Nomex ®: Trade name for a fire resistant synthetic material used in the manufacturing of flight suits and pants and shirts used by firefighters

Pack test: A test used to determine the aerobic capacity of fire suppression and support personnel and to assign physical fitness scores. The test consists of walking a specified distance, with or without a weighted pack, in a predetermined period of time, with altitude corrections.

Personnel protective equipment (PPE): The proper equipment and clothing needed to mitigate the risk of injury from, or exposure to, hazardous conditions encountered while working. For those working with wildfire, PPE includes, but is not limited to, 8-inch high-laced leather boots with lug soles, fire shelter, hard hat with chin strap, goggles, ear plugs, aramid shirts and trousers, leather gloves and individual first aid kits.

Pulaski: A combination chopping and trenching tool, which combines a single-bitted axe-blade with a narrow adze-like trenching blade fitted to a straight handle. Useful for grubbing or trenching in duff and matted roots. Well-balanced for chopping.

Red card: A fire qualification card issued to fire-rated persons showing their training needs and their qualifications to fill specified fire suppression and support positions in a large fire suppression or incident organization.

Red flag warning: A term used by fire weather forecasters to alert forecast users to an ongoing or imminent critical fire weather pattern.

Slash: Debris left after logging, pruning, thinning or brush cutting; includes logs, chips, bark, branches, stumps and broken understory trees or brush.

Smoldering Fire: A fire burning without flame and barely spreading.

Snag: A standing dead tree or part of a dead tree from which at least the smaller branches have fallen.

Spot Fire: A fire ignited outside the perimeter of the main fire by flying sparks or embers.

Spotting: Behavior of a fire producing sparks or embers that are carried by the wind and start new fires beyond the zone of direct ignition by the main fire.

Suppression: All the work of extinguishing or containing a fire, beginning with its discovery.
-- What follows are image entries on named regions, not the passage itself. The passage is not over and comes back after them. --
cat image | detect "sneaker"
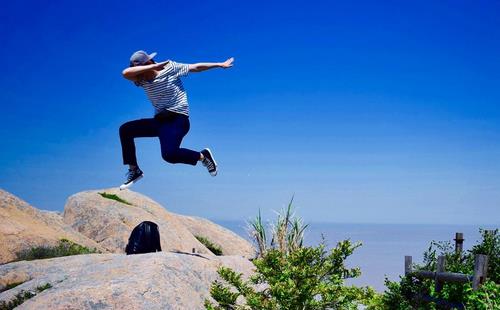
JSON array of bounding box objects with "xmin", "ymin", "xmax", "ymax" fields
[
  {"xmin": 201, "ymin": 149, "xmax": 217, "ymax": 177},
  {"xmin": 120, "ymin": 168, "xmax": 144, "ymax": 190}
]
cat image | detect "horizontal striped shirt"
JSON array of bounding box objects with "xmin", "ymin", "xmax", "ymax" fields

Surface Fuels: Loose surface litter on the soil surface, normally consisting of fallen leaves or needles, twigs, bark, cones, and small branches that have not yet decayed enough to lose their identity; also grasses, forbs, low and medium shrubs, tree seedlings, heavier branchwood, downed logs, and stumps interspersed with or partially replacing the litter.

Swamper: (1) A worker who assists fallers and/or sawyers by clearing away brush, limbs and small trees. The swamper carries fuel, oil and tools and watches for dangerous situations. (2) A worker on a dozer crew who pulls winch line, helps maintain equipment, etc., to speed suppression work on a fire.

Terra Torch ®: Device for throwing a stream of flaming liquid, used to facilitate rapid ignition during burn out operations on a wildland fire or during a prescribed fire operation.

Test Fire: A small fire ignited within the planned burn unit to determine the characteristic of the prescribed fire, such as fire behavior, detection performance and control measures.

Torching: The ignition and flare-up of a tree or small group of trees, usually from bottom to top.

Two-way Radio: Radio equipment with transmitters in mobile units on the same frequency as the base station, permitting conversation in two directions using the same frequency in turn.

Type: The capability of a firefighting resource in comparison to another type. Type 1 usually means a greater capability due to power, size, or capacity.

Water Tender: A ground vehicle capable of transporting specified quantities of water.

Wet Line: A line of water, or water and chemical retardant, sprayed along the ground, that serves as a temporary control line from which to ignite or stop a low-intensity fire.

Wildland-urban interface: The line, area or zone where structures and other human development meet or intermingle with undeveloped wildland or vegetative fuels.